Mameghan H, Knittel T
Prince of Wales Hospital, Randwick, NSW.
Med J Aust. 1988 Nov 7;149(9):474-6, 478-81.
Our review of the literature indicates that radiotherapy and/or heat therapy can provide local control of recurrent or metastatic melanoma in a large proportion of patients. This has undoubted value in the local palliation of symptoms and, in the absence of disseminated disease, can be curative. At The Prince of Wales Hospital, Sydney, we have studied the response of melanoma lesions to heat and radiation therapy and have assessed the reaction in the adjacent normal skin. Thirty-two melanoma lesions that were measurable in 12 patients received radiotherapy and heat therapy in different combinations and dose schedules (15 lesions received radiotherapy alone, six lesions received heat therapy alone, and 11 lesions received combined radiation and heat therapy). The acute normal skin reaction was compared between lesions that received single modality radiation or heat therapy and those that received the combination of heat and radiation therapy. A moderate or severe reaction developed at six of the 21 sites that were treated by a single modality, and at four of the 11 sites that received combined heat and radiation therapy (P = 0.7), and all healed within a few days. Evaluation of the melanoma response to therapy was possible only in 26 of the 32 lesions that were treated because two patients died soon after therapy and the response of their six lesions was not evaluable. A complete response occurred in 14 (54%) of 26 lesions and a partial response occurred in 10 (38%) of 26 lesions. The objective response by treatment modality was 10 of 15 lesions for radiotherapy, six of six lesions for heat therapy and eight of 11 lesions for both therapies combined. We conclude that radiotherapy and heat therapy, separately or combined, produce acceptably-low damage to normal tissue and highly-satisfactory local control of melanoma.

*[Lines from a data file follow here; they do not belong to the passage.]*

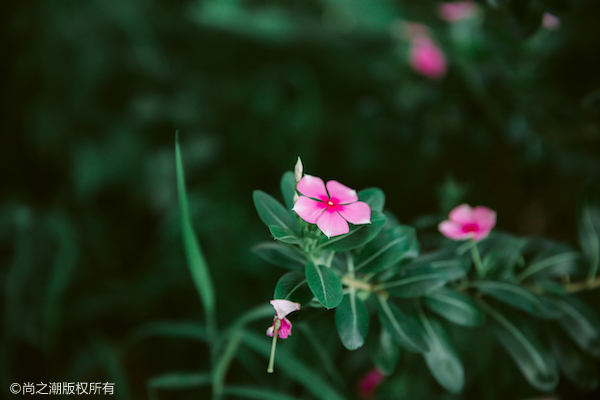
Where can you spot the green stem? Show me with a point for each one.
(274, 346)
(477, 258)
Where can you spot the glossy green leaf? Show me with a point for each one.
(280, 255)
(414, 282)
(455, 306)
(384, 352)
(406, 330)
(293, 287)
(388, 248)
(555, 261)
(358, 236)
(588, 226)
(271, 212)
(524, 346)
(500, 254)
(288, 189)
(352, 321)
(324, 284)
(444, 364)
(284, 235)
(196, 262)
(374, 197)
(578, 367)
(581, 323)
(519, 297)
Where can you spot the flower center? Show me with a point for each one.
(470, 227)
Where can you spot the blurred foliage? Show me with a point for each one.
(93, 92)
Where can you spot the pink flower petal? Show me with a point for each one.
(428, 60)
(312, 186)
(484, 217)
(453, 230)
(357, 213)
(308, 209)
(341, 194)
(462, 214)
(481, 235)
(285, 329)
(332, 224)
(284, 307)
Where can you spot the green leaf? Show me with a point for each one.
(294, 367)
(588, 226)
(554, 261)
(456, 307)
(385, 353)
(248, 392)
(414, 282)
(581, 323)
(445, 261)
(374, 197)
(444, 364)
(271, 212)
(388, 248)
(500, 254)
(280, 255)
(196, 261)
(519, 297)
(535, 362)
(578, 367)
(293, 287)
(288, 189)
(405, 330)
(175, 329)
(352, 321)
(177, 381)
(325, 285)
(284, 235)
(358, 236)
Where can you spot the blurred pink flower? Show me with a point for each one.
(426, 58)
(330, 208)
(465, 222)
(369, 383)
(550, 21)
(457, 10)
(282, 309)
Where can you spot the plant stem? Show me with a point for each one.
(274, 346)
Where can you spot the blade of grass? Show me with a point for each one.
(196, 261)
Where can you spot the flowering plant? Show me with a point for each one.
(374, 268)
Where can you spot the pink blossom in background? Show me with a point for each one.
(330, 206)
(426, 58)
(465, 222)
(369, 383)
(550, 21)
(457, 11)
(282, 309)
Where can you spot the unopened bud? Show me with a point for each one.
(298, 169)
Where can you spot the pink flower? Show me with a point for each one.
(550, 21)
(457, 11)
(282, 309)
(465, 222)
(330, 208)
(426, 58)
(369, 383)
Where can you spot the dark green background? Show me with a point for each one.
(93, 92)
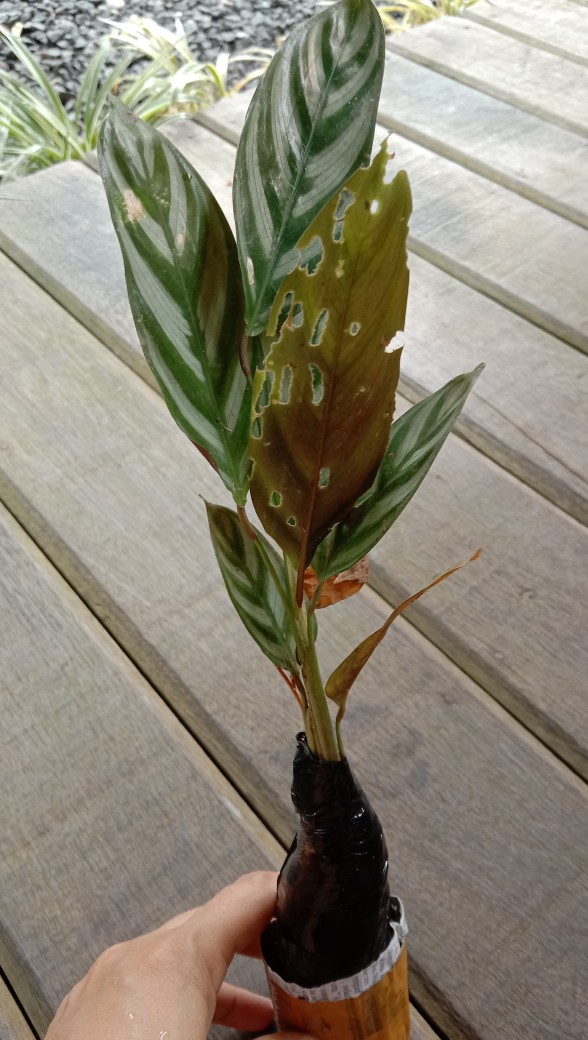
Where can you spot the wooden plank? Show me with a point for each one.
(480, 505)
(111, 770)
(523, 76)
(464, 225)
(96, 471)
(560, 28)
(521, 152)
(13, 1022)
(515, 414)
(118, 820)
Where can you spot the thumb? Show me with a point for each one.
(232, 921)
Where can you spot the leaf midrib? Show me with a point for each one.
(292, 197)
(195, 323)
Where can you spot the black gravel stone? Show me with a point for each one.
(56, 31)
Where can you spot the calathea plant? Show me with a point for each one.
(276, 356)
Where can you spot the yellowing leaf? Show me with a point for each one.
(342, 678)
(341, 587)
(325, 400)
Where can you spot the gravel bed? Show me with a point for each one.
(62, 34)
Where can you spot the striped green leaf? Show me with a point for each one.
(309, 126)
(415, 440)
(184, 288)
(250, 586)
(326, 397)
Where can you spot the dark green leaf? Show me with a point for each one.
(325, 412)
(309, 126)
(251, 588)
(184, 288)
(415, 440)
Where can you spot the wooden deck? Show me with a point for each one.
(146, 745)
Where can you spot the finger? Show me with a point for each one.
(241, 1010)
(232, 921)
(287, 1036)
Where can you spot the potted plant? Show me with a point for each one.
(276, 356)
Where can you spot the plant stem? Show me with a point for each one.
(318, 724)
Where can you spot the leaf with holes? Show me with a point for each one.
(251, 587)
(184, 288)
(415, 440)
(309, 126)
(324, 401)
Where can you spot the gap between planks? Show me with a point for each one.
(502, 67)
(499, 420)
(14, 1024)
(509, 751)
(535, 23)
(485, 651)
(272, 853)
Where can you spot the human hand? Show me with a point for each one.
(169, 984)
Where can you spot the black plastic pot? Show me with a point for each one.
(334, 915)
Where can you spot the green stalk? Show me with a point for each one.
(318, 726)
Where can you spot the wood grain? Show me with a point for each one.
(13, 1022)
(523, 76)
(464, 225)
(560, 28)
(487, 831)
(118, 821)
(515, 149)
(515, 414)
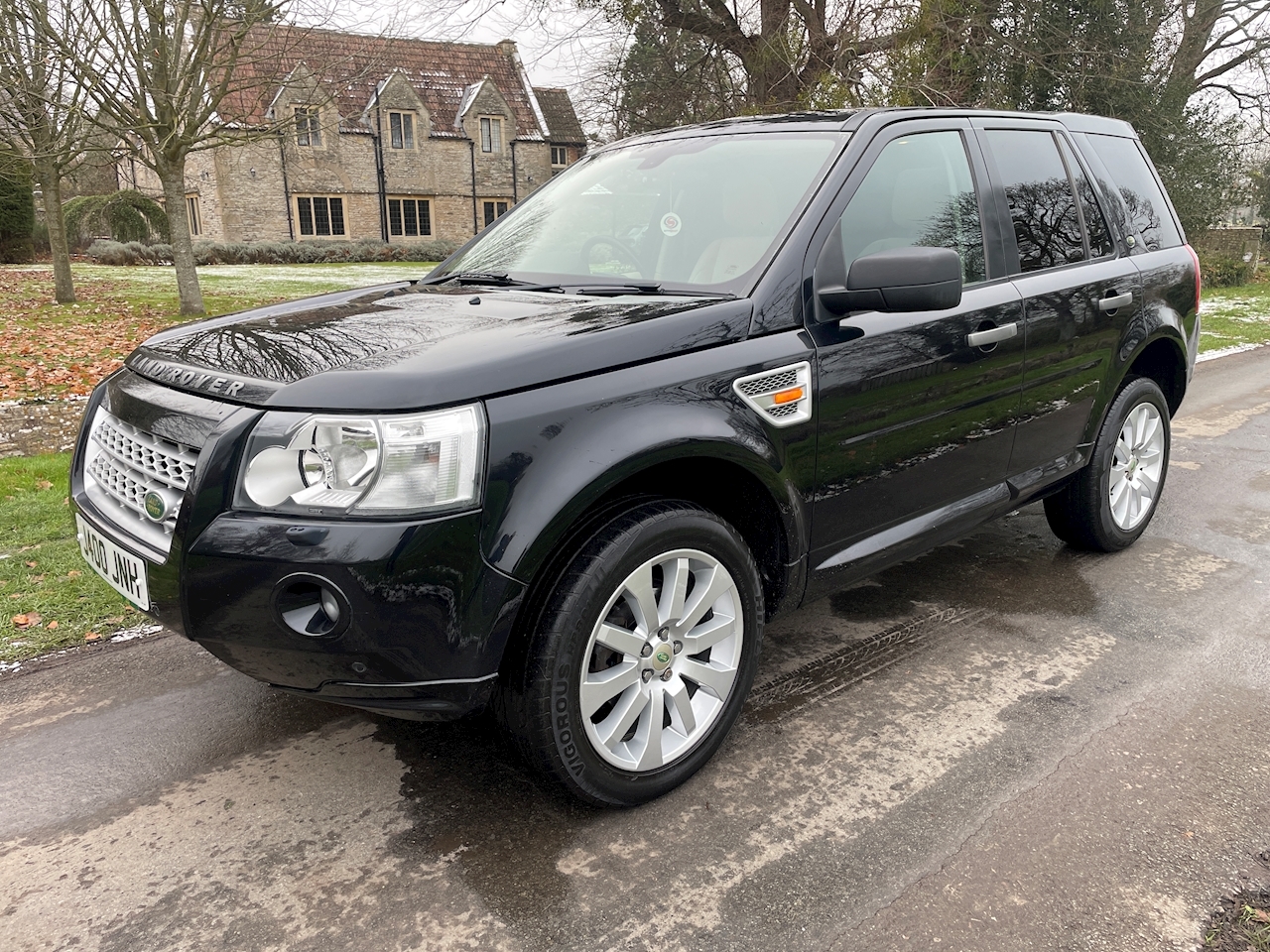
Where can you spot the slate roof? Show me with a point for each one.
(349, 66)
(563, 123)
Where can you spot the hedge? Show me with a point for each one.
(126, 216)
(17, 209)
(273, 252)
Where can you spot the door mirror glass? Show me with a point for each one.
(919, 195)
(899, 280)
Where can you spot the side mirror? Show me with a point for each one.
(899, 280)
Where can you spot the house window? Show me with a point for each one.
(493, 211)
(195, 220)
(402, 130)
(320, 214)
(492, 135)
(409, 217)
(308, 128)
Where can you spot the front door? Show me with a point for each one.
(916, 422)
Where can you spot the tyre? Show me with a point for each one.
(642, 658)
(1110, 502)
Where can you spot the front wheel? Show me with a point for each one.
(1110, 503)
(643, 656)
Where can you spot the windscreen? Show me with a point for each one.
(694, 212)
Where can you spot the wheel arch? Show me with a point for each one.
(1164, 359)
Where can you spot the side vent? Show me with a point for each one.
(781, 397)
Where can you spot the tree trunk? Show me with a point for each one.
(172, 175)
(51, 188)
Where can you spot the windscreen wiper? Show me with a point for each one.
(639, 287)
(476, 278)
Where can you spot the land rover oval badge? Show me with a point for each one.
(155, 506)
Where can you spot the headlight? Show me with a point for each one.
(321, 465)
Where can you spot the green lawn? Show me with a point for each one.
(53, 599)
(59, 350)
(226, 287)
(1236, 316)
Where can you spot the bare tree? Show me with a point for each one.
(173, 77)
(42, 109)
(158, 72)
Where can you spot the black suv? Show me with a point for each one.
(702, 377)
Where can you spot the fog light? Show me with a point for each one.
(310, 606)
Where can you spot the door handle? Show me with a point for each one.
(992, 335)
(1110, 303)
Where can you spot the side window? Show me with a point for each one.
(1095, 225)
(1148, 211)
(919, 191)
(1042, 203)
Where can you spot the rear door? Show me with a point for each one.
(1079, 291)
(912, 416)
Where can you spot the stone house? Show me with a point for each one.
(400, 140)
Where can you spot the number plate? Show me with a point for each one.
(123, 571)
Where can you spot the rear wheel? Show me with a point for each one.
(643, 656)
(1111, 500)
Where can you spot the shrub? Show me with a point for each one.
(17, 209)
(1224, 271)
(125, 216)
(273, 252)
(107, 252)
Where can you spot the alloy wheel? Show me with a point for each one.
(1137, 466)
(662, 660)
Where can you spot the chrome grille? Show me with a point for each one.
(171, 463)
(760, 391)
(123, 463)
(766, 385)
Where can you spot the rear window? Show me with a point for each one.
(1148, 211)
(1042, 204)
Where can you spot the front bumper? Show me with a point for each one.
(427, 617)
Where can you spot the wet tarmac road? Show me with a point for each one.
(1001, 746)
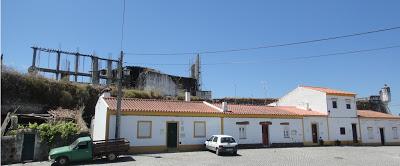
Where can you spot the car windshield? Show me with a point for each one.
(73, 145)
(227, 140)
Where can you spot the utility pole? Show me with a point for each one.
(264, 85)
(119, 97)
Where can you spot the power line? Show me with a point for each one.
(123, 23)
(283, 59)
(273, 46)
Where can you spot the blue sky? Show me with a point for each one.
(192, 26)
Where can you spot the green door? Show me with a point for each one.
(172, 135)
(82, 151)
(28, 147)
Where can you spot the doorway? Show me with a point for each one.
(354, 129)
(265, 134)
(28, 147)
(172, 135)
(314, 132)
(382, 133)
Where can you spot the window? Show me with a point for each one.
(215, 139)
(242, 132)
(395, 134)
(199, 129)
(348, 104)
(286, 131)
(334, 104)
(370, 133)
(83, 145)
(144, 129)
(342, 131)
(227, 140)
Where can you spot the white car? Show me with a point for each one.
(222, 143)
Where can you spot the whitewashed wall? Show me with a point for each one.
(99, 121)
(129, 129)
(254, 130)
(300, 96)
(334, 128)
(387, 124)
(341, 110)
(322, 128)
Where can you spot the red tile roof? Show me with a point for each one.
(268, 110)
(330, 91)
(374, 114)
(154, 105)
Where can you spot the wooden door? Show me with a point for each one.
(172, 135)
(382, 133)
(314, 132)
(354, 128)
(28, 147)
(265, 135)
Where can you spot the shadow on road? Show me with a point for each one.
(103, 161)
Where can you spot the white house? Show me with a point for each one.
(164, 125)
(342, 122)
(302, 117)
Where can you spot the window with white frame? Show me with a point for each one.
(144, 129)
(242, 132)
(370, 133)
(286, 131)
(395, 133)
(348, 104)
(334, 103)
(199, 129)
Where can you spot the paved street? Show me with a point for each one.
(388, 155)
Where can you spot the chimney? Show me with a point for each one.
(187, 96)
(106, 93)
(224, 106)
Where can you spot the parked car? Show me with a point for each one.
(84, 149)
(222, 143)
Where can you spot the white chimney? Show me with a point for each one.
(224, 106)
(187, 96)
(106, 92)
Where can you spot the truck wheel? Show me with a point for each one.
(62, 161)
(111, 157)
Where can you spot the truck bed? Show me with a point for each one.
(105, 147)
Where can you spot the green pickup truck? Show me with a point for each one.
(84, 149)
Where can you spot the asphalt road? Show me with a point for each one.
(326, 156)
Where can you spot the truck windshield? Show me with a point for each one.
(73, 145)
(227, 140)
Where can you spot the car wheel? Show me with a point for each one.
(234, 152)
(111, 157)
(62, 161)
(217, 152)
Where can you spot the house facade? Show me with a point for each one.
(302, 117)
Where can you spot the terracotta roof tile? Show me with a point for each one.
(374, 114)
(330, 91)
(156, 105)
(133, 104)
(268, 110)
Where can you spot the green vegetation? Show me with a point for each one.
(61, 133)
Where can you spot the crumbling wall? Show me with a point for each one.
(161, 83)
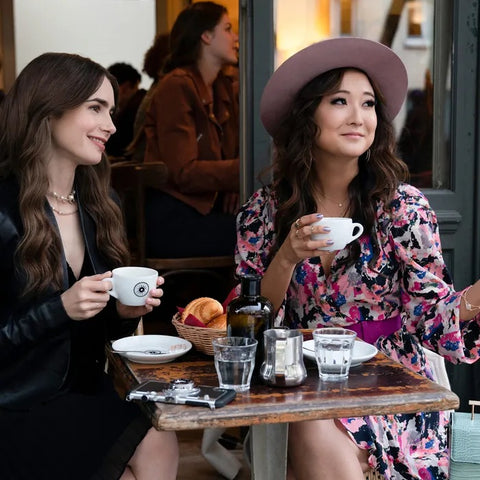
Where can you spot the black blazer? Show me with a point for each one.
(35, 335)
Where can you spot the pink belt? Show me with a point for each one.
(371, 330)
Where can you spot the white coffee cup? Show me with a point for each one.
(343, 231)
(131, 285)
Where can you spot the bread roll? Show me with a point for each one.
(203, 308)
(220, 322)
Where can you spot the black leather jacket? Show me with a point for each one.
(35, 336)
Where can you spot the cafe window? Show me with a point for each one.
(423, 125)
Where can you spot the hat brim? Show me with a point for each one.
(379, 62)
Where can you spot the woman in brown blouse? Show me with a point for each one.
(192, 126)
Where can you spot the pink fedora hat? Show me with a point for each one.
(379, 62)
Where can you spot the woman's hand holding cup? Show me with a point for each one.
(314, 232)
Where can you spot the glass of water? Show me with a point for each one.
(234, 361)
(333, 351)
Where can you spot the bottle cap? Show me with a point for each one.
(250, 284)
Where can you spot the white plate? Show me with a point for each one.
(174, 346)
(361, 351)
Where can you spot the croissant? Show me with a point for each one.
(203, 308)
(219, 322)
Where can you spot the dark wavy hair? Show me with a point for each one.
(185, 37)
(294, 176)
(48, 86)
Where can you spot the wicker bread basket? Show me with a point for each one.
(201, 337)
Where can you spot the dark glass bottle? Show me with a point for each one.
(250, 314)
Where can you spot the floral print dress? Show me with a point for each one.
(408, 280)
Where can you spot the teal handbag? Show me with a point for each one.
(465, 445)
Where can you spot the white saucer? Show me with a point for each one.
(362, 351)
(173, 346)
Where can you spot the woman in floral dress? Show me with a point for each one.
(329, 110)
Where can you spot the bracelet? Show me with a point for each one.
(468, 305)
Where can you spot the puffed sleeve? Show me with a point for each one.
(428, 296)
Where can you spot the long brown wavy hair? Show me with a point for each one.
(294, 175)
(48, 86)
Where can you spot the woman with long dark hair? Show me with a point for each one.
(329, 109)
(192, 126)
(61, 234)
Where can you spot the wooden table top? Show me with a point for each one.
(379, 386)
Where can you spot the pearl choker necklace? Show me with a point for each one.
(63, 213)
(70, 198)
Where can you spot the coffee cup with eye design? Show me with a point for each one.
(342, 232)
(131, 285)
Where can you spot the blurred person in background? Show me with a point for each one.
(193, 127)
(130, 96)
(152, 66)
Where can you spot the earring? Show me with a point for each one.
(367, 156)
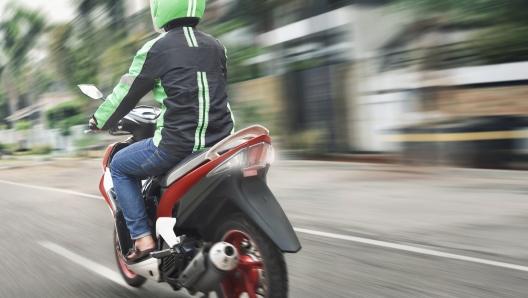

我们对文献的回顾表明,放射治疗和/或热疗能够在很大比例的患者中实现对复发性或转移性黑色素瘤的局部控制。这在局部缓解症状方面具有无疑的价值,并且在没有播散性疾病的情况下可能治愈。在悉尼的威尔士亲王医院,我们研究了黑色素瘤病灶对热疗和放射治疗的反应,并评估了邻近正常皮肤的反应。12例患者中可测量的32个黑色素瘤病灶接受了不同组合和剂量方案的放射治疗和热疗(15个病灶仅接受放射治疗,6个病灶仅接受热疗,11个病灶接受了放射和热疗联合治疗)。比较了接受单一模式放射或热疗的病灶与接受热疗和放射治疗联合治疗的病灶之间的急性正常皮肤反应。在21个接受单一模式治疗的部位中有6个出现了中度或重度反应,在11个接受热疗和放射联合治疗的部位中有4个出现了中度或重度反应(P = 0.7),并且所有反应在几天内均愈合。在接受治疗的32个病灶中,仅26个病灶能够评估黑色素瘤对治疗的反应,因为有两名患者在治疗后不久死亡,其6个病灶的反应无法评估。26个病灶中有14个(54%)出现完全缓解,26个病灶中有10个(38%)出现部分缓解。按治疗方式的客观缓解情况为:放射治疗的15个病灶中有10个缓解,热疗的6个病灶中有6个缓解,两种治疗联合的11个病灶中有8个缓解。我们得出结论,放射治疗和热疗单独或联合使用,对正常组织造成的损伤低至可接受程度,并能对黑色素瘤实现高度令人满意的局部控制。